The indeterminacy problem gives rise to a second barrier to historians’ engagement in public life: a clash of professional cultures. To many, the practice of history and the realms of advocacy are at loggerheads. The idea of historians—professionals guided by truth-seeking and critical standards that favor complexity over simplicity—serving the public good by collaborating with political partisans or lawyers--professionals committed to advocacy for a cause who may not necessarily speak truth or might even distort it—is inherently questionable. Recall, for example, the controversy over the historians Rosalind Rosenberg and Alice Kessler-Harris' turns as experts in EEOC v. Sears, the 1980s' employment discrimination case, the former for the company and the latter for the EEOC. Many historians considered Rosenberg's position—in which she discounted the possibility that discrimination played a role in limiting women’s opportunities in certain employment sectors—an unacceptably “partisan” and strategic use of history. For discussions of the controversy, see Thomas Haskell & Sanford Levinson, Academic Freedom and Expert Witnessing: The Sears Case, 66 Tex. L. Rev. 1629 (1987-88), available here, and Alice Kessler-Harris, A Response to Haskell & Levinson, 67 Tex. L. Rev. 429 (1988-89), available here.
Like other historians, I have puzzled over the competing roles of historians and lawyers on many occasions.

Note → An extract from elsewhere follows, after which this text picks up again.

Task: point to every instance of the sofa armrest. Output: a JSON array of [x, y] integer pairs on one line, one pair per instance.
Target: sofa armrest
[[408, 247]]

The question arises in several contexts: when historians submit amicus briefs to courts; sign letters or petitions in support of causes; or consult with interest groups, corporate bodies, or other entities. I even experience role tension when I teach subjects, such as constitutional law, that feature historicist arguments about contemporary public policy issues—ways of reasoning about history that often seem dubious to me in my capacity as a professional historian.
In reflecting on the question of whether and how historians should engage in public policy debates, I consulted the writings of the great John Hope Franklin. In his essay, "The Historian and Public Policy," (contained in Race and History: Selected Essays, 1938-1988 (Louisiana State, 1989) Franklin wrote about the constant barrage of requests he received asking him to weigh in on matters of public policy. He captured the ceaseless demand that he provide the “right” answer to pressing questions of the day in a pithy sentence. To him, all the requests posed the same dubious question: “Please sir, say something historical!”
The historian could not provide such easy insights, Franklin cautioned. In his view, the historian's craft and the worlds of public policy and litigation were deeply in tension.
But Franklin nonetheless encouraged historians to engage the issues of the day, as had he on many occasions (by serving as an expert for the team of NAACP lawyers in Brown v. Board of Education, for example). Because of the time and context in which he lived, Franklin concluded, he “could not have avoided being a social activist even if [he] had wanted to.” He continually experienced race-based discrimination, and at the same time, he possessed the professional skills to shed needed light on race-related controversies. Franklin could not stand by idly while others, including other historians, deployed evidence from history to defend segregation. Under the circumstances, Franklin felt obliged to participate in policy and legal debates.
Historical arguments are quite attractive and will be made. For example, historical claims are prominent in two high-profile litigation campaigns at present: the cases challenging the Obama administration’s health care law and the litigation challenging the continued necessity of the Voting Rights Act of 1965.
When history is featured in policy battles or litigation, partisans much less inclined than professional historians to tell the truest story possible, given the available evidence, often are the first to trumpet historical arguments. Or, the partisan in question might be a professional historian, one who clings to the virtue of "objectivity" while engaging in partiality—excluding certain actors, viewpoints, events, interpretations, and analytical tools.
In these situations and others, perhaps it is irresponsible to disengage from public conversation. And one can appreciate the request to "say something historical!" and oblige. Context is everything.